Revista Talentos
De los indolentes aprendí que la poesía no se pone por el este ni sale por el oeste, que la poesía se escribe en todos los países, que ella se aprende universalmente –como diría Juan Ramón-.
De los indolentes descubrí que existen los siniestros, que intentan reducir nuestra visión al mínimo, que los círculos cerrados son erróneos y las fabulaciones imprecisas, distantes e ineficaces.
De los indolentes comencé a valorar el verso libre, a justificar la ética por encima de la estética, que la poesía que no te levanta de la silla ni es poesía ni nada, tan solo un ejercicio ajeno a la indolencia.

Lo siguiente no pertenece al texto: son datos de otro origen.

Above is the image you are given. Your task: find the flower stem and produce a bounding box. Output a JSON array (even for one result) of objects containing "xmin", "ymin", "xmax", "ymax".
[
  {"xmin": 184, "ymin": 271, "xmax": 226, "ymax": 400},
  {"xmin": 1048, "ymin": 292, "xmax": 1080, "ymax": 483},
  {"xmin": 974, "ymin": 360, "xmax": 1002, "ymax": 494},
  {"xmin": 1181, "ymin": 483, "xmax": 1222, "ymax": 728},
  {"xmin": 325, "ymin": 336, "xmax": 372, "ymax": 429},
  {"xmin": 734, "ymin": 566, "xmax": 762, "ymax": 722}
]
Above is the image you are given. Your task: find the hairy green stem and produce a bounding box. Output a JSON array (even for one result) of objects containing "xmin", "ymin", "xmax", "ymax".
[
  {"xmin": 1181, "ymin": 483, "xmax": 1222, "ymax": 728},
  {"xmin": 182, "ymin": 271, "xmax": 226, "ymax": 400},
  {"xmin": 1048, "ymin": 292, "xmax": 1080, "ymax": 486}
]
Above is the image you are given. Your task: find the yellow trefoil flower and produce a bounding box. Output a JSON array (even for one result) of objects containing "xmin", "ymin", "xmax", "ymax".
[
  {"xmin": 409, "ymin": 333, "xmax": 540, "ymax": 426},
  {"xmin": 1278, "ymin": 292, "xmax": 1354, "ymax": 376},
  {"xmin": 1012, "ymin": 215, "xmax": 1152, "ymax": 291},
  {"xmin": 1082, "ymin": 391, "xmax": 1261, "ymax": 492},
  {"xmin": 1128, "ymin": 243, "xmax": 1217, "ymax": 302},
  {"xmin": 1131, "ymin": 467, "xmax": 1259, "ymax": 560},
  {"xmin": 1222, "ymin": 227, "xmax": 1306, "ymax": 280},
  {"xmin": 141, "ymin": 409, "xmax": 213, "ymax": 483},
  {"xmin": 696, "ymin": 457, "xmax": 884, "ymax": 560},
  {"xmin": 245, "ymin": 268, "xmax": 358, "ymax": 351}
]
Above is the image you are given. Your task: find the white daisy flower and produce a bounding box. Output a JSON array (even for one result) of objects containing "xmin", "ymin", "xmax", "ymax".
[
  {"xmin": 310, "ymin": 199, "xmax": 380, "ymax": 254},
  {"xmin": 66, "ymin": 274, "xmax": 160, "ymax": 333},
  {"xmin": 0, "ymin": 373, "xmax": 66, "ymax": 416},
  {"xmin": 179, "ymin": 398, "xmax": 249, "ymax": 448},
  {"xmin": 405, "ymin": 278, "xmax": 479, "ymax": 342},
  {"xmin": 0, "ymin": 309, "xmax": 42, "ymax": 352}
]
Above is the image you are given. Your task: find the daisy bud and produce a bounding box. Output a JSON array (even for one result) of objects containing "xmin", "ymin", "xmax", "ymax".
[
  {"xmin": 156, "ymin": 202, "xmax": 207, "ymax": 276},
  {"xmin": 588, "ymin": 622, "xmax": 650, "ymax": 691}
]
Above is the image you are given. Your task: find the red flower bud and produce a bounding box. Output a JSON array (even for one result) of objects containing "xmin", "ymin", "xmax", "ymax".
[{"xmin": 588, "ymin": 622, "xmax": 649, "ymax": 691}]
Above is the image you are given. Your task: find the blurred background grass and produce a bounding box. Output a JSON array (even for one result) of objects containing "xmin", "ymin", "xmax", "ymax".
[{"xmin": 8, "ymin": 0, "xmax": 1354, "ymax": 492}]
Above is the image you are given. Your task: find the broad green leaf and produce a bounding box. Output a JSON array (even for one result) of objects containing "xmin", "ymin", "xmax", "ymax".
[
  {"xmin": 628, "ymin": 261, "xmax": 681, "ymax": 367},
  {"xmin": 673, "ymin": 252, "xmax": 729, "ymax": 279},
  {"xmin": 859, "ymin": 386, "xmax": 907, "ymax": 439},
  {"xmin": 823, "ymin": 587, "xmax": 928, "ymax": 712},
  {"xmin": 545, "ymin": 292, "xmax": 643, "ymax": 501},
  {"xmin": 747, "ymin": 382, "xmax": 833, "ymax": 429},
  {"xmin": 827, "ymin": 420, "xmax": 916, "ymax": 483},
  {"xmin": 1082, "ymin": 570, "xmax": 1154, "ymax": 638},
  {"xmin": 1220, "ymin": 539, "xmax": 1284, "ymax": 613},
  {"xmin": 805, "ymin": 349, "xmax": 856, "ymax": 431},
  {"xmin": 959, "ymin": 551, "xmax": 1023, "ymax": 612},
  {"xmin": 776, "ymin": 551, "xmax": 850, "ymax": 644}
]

Cuando dudo consulto, si esa interrogación se convierte en principio no creo, y fabrico justificaciones para acercar a dios a lo preciso.
De los indolentes concebí que quien menciona el “yo” no me representa ni hace lo propio con la poesía española contemporánea. Lo coetáneo deja de ser justo, sin silencio ni soledad, sin moralidad.
Sale fuego de nombrarte mientras los gatos arrecian sin cola la interpretación. Enciendo el cigarro. Pienso. Quien escribe o habla o resucita con un “yo” no me merece.
Fumo para joder la pintura del salón con el humo. Acaba manchándose.